Environment variables:
| Variable | Default | Description |
|---|---|---|
QWEN3_TTS_PORT |
32614 |
Docker container port |
Kokoro¶
CPU-based TTS with an OpenAI-compatible API. Recommended for most users.
Key behaviors:
- Supports all 9 voices from the voice catalog
- Supports speed control (0.5--2.0 via the
speedconfig) - Always available on CPU — no GPU required
- Stable, consistent quality
Environment variables:
| Variable | Default | Description |
|---|---|---|
KOKORO_PORT |
32612 |
Docker container port |
pocket-tts¶
Lightweight CPU fallback using the pocket-tts model by Kyutai (100M parameters, English). Auto-starts via uvx — zero configuration required.
Setup:
# Pre-download the model (optional — downloaded automatically on first use)

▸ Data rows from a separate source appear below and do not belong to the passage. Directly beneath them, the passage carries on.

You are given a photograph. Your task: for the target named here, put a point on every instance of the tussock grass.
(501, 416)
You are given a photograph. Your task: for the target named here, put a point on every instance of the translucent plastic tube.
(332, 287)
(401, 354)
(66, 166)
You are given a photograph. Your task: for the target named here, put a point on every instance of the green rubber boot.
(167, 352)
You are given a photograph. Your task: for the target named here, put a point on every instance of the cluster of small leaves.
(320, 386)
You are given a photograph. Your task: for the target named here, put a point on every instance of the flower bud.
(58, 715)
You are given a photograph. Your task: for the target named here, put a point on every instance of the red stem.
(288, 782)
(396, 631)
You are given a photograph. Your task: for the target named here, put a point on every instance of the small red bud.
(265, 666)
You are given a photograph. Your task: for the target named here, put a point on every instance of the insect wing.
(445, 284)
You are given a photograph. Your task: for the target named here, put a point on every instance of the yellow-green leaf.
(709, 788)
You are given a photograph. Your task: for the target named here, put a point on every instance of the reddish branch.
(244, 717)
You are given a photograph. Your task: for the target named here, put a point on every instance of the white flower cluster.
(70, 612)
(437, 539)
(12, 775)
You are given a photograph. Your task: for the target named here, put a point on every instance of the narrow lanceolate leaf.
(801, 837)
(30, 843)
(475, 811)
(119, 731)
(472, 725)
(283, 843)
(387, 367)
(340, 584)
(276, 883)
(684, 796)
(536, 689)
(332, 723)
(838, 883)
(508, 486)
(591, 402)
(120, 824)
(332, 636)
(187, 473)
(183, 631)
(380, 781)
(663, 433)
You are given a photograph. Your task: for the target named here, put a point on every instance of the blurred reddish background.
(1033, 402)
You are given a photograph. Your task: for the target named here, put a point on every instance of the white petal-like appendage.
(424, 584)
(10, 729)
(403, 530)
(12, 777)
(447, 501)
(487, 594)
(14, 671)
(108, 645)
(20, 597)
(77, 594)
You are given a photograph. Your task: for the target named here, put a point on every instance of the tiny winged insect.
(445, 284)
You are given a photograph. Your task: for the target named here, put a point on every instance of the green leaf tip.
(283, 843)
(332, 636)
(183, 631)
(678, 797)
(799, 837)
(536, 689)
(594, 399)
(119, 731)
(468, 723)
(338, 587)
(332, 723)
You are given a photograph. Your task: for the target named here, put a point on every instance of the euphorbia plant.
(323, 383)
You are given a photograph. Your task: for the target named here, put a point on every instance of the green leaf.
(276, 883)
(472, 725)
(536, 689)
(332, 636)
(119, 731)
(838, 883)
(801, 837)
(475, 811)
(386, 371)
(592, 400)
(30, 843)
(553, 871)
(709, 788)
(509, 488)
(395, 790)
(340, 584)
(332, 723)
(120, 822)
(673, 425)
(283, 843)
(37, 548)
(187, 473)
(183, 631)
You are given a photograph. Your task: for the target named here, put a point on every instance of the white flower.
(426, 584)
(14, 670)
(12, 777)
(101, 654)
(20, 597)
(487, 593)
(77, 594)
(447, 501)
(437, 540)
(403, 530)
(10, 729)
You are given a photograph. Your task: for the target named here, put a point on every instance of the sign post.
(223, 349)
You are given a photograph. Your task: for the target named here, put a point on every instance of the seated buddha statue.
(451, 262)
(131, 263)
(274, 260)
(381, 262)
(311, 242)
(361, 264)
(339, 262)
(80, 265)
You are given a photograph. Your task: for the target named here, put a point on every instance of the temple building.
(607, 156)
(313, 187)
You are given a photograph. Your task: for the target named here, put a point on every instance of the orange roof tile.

hf download kyutai/pocket-tts
The model is downloaded to the Hugging Face cache (~/.cache/huggingface/) and reused across sessions.
Key behaviors:
- Auto-starts if not running — cc-vox spawns
uvx pocket-tts serveautomatically - Uses aliased voice names (e.g.,
albainstead ofaf_heart) - Ignores
speedparameter - First startup can take up to 60 seconds (model download + initialization)
Environment variables:
| Variable | Default | Description |
|---|---|---|
TTS_PORT |
8000 |
Server port |
Backend Selection Logic¶
flowchart TD
Start([select_backend]) --> Forced{Backend forced?}
Forced -->|Yes| TryForced[Try forced backend]
TryForced --> ForcedOk{Available?}
ForcedOk -->|Yes| UseForced([Use forced])
ForcedOk -->|No| Fallback{Fallback enabled?}
Fallback -->|Yes| Auto
Fallback -->|No| None([No backend])
Forced -->|No / auto| Auto[Sort by priority]
Auto --> Fish{Fish Speech available<br>& GPU < threshold?}
Fish -->|Yes| UseFish([Use Fish Speech])
Fish -->|No| Chatterbox{Chatterbox available?}
Chatterbox -->|Yes| UseChatterbox([Use Chatterbox])
Chatterbox -->|No| Qwen3{Qwen3-TTS available?}
Qwen3 -->|Yes| UseQwen3([Use Qwen3-TTS])
Qwen3 -->|No| Kokoro{Kokoro available?}
Kokoro -->|Yes| UseKokoro([Use Kokoro])
Kokoro -->|No| Pocket{pocket-tts available<br>or startable?}
Pocket -->|Yes| UsePocket([Use pocket-tts])
Pocket -->|No| None
Forcing a Backend¶
# Via slash command
/voice:speak backend kokoro
# Via environment variable
TTS_BACKEND=fish-speech claude
# Via config file (~/.claude/cc-vox.toml)
[core]
backend = "kokoro"
With fallback = true (default), if your forced backend is unavailable, cc-vox automatically tries the next backend in priority order.